Wednesday 23 October 2019

Shanks v Unilever: Supremes identify outstanding benefit

The provisions of the Patents Act 1977 on compensation of employees for certain inventions (principally s.40) have no doubt been a disappointment to their proponents. The Trade Union Congress was influential in getting them included in the Act, and my friend Lord Lloyd of Kilgerran took a leading role in piloting them through Parliament, but they hardly ever deliver for the employee-inventor (Kelly and Chiu v GE Healthcare [2009] EWHC 181 (Pat) being the single swallow that could not make a summer). The problem is that the invention has to be of outstanding benefit to the employer, and the bigger the employer the harder it is to make that sort of impression on its business.

Shanks v Unilever [2017] EWCA Civ 2 was perhaps the paradigm case of an employee's invention not being of outstanding benefit to his employer because the company was too big to pay. £24 million is  not a lot to Unilever. Although the Court of Appeal recognised that the Hearing Officer who made the initial determination had to take many factors into account, it also recognised that the size of the employer eclipsed the others. "Too big to pay" is not the general rule, but it comes close. Or did, until today.

That case has now given us Shanks v Unilever Plc & Ors [2019] UKSC 45 (23 October 2019) in which Lord Kitchin (with whom the other Supremes, unsurprisingly given his background in IP law, agreed) warned that tribunals “should be very cautious before accepting a submission that a patent has not been of outstanding benefit to an employer simply because it has had no significant impact on its overall profitability or the value of all of its sales”.

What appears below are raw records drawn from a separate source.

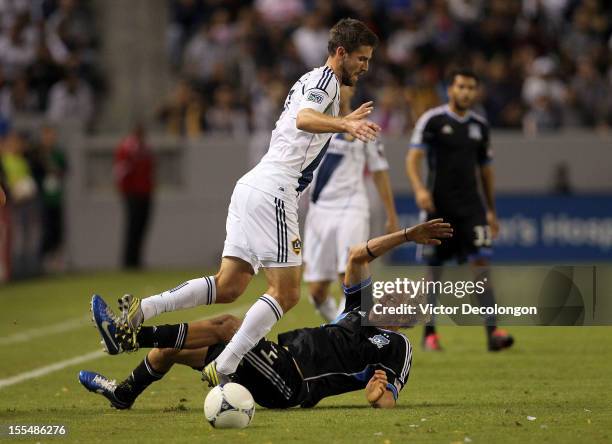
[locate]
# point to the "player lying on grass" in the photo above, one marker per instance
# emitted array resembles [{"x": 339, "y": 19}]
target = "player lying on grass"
[{"x": 306, "y": 365}]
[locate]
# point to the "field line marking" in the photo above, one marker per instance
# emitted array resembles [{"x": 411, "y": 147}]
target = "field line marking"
[
  {"x": 47, "y": 369},
  {"x": 42, "y": 371},
  {"x": 62, "y": 327}
]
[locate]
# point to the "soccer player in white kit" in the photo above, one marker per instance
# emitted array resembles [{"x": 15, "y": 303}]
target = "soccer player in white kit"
[
  {"x": 339, "y": 214},
  {"x": 262, "y": 222}
]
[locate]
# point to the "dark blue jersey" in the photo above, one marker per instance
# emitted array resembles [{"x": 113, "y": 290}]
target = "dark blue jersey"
[{"x": 342, "y": 357}]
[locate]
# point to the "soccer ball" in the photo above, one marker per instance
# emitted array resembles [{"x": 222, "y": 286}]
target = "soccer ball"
[{"x": 230, "y": 406}]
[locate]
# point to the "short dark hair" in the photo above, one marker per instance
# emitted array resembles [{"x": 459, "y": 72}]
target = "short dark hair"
[
  {"x": 350, "y": 34},
  {"x": 463, "y": 72}
]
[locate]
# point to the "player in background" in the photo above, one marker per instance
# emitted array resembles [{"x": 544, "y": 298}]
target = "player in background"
[
  {"x": 262, "y": 223},
  {"x": 306, "y": 365},
  {"x": 455, "y": 142},
  {"x": 339, "y": 215}
]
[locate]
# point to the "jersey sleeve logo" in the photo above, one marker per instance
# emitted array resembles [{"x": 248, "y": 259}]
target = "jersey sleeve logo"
[
  {"x": 474, "y": 132},
  {"x": 296, "y": 244},
  {"x": 379, "y": 341},
  {"x": 314, "y": 97}
]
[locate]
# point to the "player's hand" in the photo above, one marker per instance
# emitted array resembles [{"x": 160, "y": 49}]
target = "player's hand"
[
  {"x": 430, "y": 232},
  {"x": 377, "y": 386},
  {"x": 493, "y": 223},
  {"x": 362, "y": 112},
  {"x": 357, "y": 125},
  {"x": 424, "y": 200},
  {"x": 363, "y": 130},
  {"x": 392, "y": 225}
]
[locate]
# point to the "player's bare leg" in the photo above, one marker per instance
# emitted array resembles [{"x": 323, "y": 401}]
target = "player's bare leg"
[
  {"x": 226, "y": 286},
  {"x": 431, "y": 340},
  {"x": 497, "y": 338},
  {"x": 324, "y": 303},
  {"x": 283, "y": 294}
]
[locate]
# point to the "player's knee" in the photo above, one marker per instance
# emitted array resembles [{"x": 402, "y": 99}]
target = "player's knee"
[
  {"x": 355, "y": 254},
  {"x": 228, "y": 290},
  {"x": 163, "y": 355},
  {"x": 288, "y": 298}
]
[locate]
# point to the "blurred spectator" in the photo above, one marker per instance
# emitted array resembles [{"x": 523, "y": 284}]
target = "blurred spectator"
[
  {"x": 310, "y": 40},
  {"x": 134, "y": 175},
  {"x": 591, "y": 94},
  {"x": 49, "y": 166},
  {"x": 527, "y": 52},
  {"x": 561, "y": 180},
  {"x": 71, "y": 100},
  {"x": 183, "y": 111},
  {"x": 225, "y": 116},
  {"x": 17, "y": 98},
  {"x": 279, "y": 13},
  {"x": 24, "y": 212},
  {"x": 391, "y": 111},
  {"x": 70, "y": 31},
  {"x": 18, "y": 47},
  {"x": 186, "y": 17},
  {"x": 210, "y": 48}
]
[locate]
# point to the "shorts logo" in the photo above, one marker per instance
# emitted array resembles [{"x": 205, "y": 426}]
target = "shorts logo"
[
  {"x": 314, "y": 97},
  {"x": 474, "y": 132},
  {"x": 379, "y": 341},
  {"x": 296, "y": 244}
]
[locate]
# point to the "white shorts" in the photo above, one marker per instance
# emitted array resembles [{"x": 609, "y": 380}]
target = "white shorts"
[
  {"x": 328, "y": 236},
  {"x": 262, "y": 230}
]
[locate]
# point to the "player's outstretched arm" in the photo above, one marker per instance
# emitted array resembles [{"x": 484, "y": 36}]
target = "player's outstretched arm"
[
  {"x": 428, "y": 233},
  {"x": 377, "y": 393},
  {"x": 355, "y": 123}
]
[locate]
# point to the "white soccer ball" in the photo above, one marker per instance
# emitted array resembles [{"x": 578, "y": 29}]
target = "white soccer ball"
[{"x": 230, "y": 406}]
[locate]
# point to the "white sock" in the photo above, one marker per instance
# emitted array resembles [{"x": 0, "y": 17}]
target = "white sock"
[
  {"x": 328, "y": 309},
  {"x": 201, "y": 291},
  {"x": 258, "y": 321}
]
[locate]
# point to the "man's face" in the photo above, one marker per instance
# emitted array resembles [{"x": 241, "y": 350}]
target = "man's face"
[
  {"x": 463, "y": 91},
  {"x": 354, "y": 64}
]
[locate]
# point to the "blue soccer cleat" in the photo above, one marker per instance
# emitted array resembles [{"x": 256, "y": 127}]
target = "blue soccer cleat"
[
  {"x": 105, "y": 321},
  {"x": 96, "y": 383}
]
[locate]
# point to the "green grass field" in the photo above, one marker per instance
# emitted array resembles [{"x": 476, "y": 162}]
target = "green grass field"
[{"x": 559, "y": 376}]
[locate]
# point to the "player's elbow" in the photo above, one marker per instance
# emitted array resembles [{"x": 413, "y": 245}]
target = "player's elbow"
[
  {"x": 357, "y": 255},
  {"x": 301, "y": 120}
]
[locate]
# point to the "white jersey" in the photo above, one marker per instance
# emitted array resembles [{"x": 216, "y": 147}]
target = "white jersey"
[
  {"x": 339, "y": 183},
  {"x": 288, "y": 166}
]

A benefit, to be outstanding, has to stand out (the sort of statement of the obvious that judicial decisions are required from time to time to make). The consequence of this is perhaps rather less obvious: to stand out, the thing being considered has to be compared against something else. And what is the something else against which it has to be compared - the multinational ice-cream-to-deodorants behemoth, or Unilever UK Central Resources Ltd which actually employed him? The answer turns out to be a pragmatic one - although Professor Shanks OBE FRS FREng (as the judgment calls him) worked for a small cog in the Unilever machine, it was right to consider the benefit to Unilever rather than strictly to his employer. The Act contains what are designed to work as anti-avoidance provisions, so the employer cannot licence the patent at a peppercorn royalty so as to avoid liability for compensation, and this approach seems consistent with this.

The decision also confirms that the outstandingness (my word) of the benefit must be assessed before tax, and that the employee should be compensated for what his Lordship rather nicely called the affect of time on the value of money. The application had been made in 2006, and only came before a hearing officer in 2012 since when it has taken a further seven years to get to this stage, which was not something for which the court thought blame should be laid at the Professor's door.

So Prof Shanks's invention was of outstanding benefit to his employer, and he was entitled to a fair share of that benefit. The lower instances had done the heavy lifting on the calculations, which I guess are not for the Supremes to interfere with except to say that Arnold J had been wrong to reduce the Hearing Officer's 5 per cent to 3 on the interesting basis that Unilever were able to drive a harder bargain than others in licensing transactions on account of their very deep pockets which meant that they would be able to protect their patents vigorously. The percentage was applied to the £24 million that the Hearing Officer had identified as the benefit, and the Professor receives a nice £2 million in recognition of the significance of his invention.